Based on the simulation results and the power curve shown in the figure, we can conclude that a sample size of at least 180 is required to detect a standardized mediation effect of 0.16 with 80% power, assuming three indicators per factor and a reliability of 0.5.

This means that if you plan to conduct a study with similar parameters (i.e., three indicators per factor, reliability of 0.5, and a standardized mediation effect of 0.16), you should aim for a sample size of 180 or higher to have a sufficient chance (80% power) of detecting the mediation effect.

It’s important to note that the required sample size may vary depending on the specific characteristics of your study, such as the number of indicators per factor, the reliability of the measures, and the expected effect sizes. Therefore, it’s always a good practice to conduct a power analysis tailored to your specific research design and parameters to determine the appropriate sample size.

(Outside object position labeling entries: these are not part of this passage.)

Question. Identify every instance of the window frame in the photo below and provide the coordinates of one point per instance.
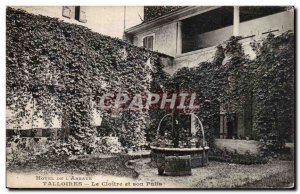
(153, 43)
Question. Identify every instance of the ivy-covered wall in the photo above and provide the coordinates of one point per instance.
(61, 69)
(233, 81)
(152, 12)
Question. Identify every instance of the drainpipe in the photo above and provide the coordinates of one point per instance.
(236, 21)
(179, 38)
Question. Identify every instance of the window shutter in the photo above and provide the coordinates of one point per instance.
(148, 42)
(145, 42)
(68, 11)
(82, 15)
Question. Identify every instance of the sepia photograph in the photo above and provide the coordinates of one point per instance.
(150, 97)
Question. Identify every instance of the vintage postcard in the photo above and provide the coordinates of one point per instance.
(156, 97)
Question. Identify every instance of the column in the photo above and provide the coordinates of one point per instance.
(236, 21)
(179, 38)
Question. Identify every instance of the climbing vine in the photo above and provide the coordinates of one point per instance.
(63, 69)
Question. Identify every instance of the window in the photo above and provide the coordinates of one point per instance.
(148, 42)
(75, 12)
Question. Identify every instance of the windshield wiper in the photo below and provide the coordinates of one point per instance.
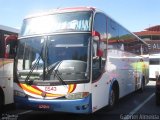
(56, 73)
(27, 81)
(54, 68)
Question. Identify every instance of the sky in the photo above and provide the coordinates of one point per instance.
(135, 15)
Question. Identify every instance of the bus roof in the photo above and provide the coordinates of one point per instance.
(61, 10)
(9, 29)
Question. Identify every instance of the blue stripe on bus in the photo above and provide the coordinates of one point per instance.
(60, 105)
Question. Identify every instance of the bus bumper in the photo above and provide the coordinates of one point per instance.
(58, 105)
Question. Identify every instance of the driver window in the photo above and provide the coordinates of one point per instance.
(96, 64)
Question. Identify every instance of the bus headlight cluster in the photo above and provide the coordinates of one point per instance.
(18, 93)
(78, 95)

By carefully considering these factors and conducting a power analysis, you can make informed decisions about the sample size needed for your study, ensuring that you have sufficient statistical power to detect the mediation effect of interest.

Closing remark

While there may be more advanced and sophisticated approaches to power analysis, the method described in this post is what I currently use and find effective.

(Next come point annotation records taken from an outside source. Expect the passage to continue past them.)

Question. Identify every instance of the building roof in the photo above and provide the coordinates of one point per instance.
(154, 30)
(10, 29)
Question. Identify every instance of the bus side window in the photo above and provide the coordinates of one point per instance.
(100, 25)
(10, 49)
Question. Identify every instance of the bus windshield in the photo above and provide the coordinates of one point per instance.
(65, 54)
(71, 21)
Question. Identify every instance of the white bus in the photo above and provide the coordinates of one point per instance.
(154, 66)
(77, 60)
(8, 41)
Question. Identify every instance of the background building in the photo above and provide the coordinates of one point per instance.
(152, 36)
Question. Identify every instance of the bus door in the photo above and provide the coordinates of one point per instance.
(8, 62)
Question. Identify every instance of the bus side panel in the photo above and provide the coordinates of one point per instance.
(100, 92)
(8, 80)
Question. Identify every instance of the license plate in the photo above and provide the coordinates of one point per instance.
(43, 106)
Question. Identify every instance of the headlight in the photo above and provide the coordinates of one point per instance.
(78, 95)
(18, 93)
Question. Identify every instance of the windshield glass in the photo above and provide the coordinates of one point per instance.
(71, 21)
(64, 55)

It’s worth noting that this type of simulation can also be used to compute post-hoc power, where you conduct a simulation like this after data collection and analysis.

However, it’s crucial to distinguish between post-hoc power and true power. Post-hoc power analyses are generally less informative because (i) they are simply a function of the p-value and (ii) they assume that the observed effects are “true” effects.

When reporting power analyses, it’s important to focus on sensitivity power analyses, which estimate the minimum effects that the study is adequately powered (e.g., at 80%) to detect, given the analytical models and sample size. Sensitivity power analyses provide more meaningful information about the study’s ability to detect effects of interest.

If you have already collected your data and wish to conduct a power analysis, you can perform a partial power analysis by altering the path of main interest while keeping all other paths fixed across varying sample sizes. Although this may not be a complete power analysis, it is the best option in this situation.

In summary, power analysis is a crucial step in study design and interpretation. By using the simulation-based approach described in this post, you can estimate the required sample size to achieve desired levels of power for your specific research design and parameters. However, it’s important to distinguish between post-hoc power and true power, and to focus on sensitivity power analyses when reporting power. If you have already collected data, a partial power analysis can still provide useful insights, even if it is not a complete power analysis.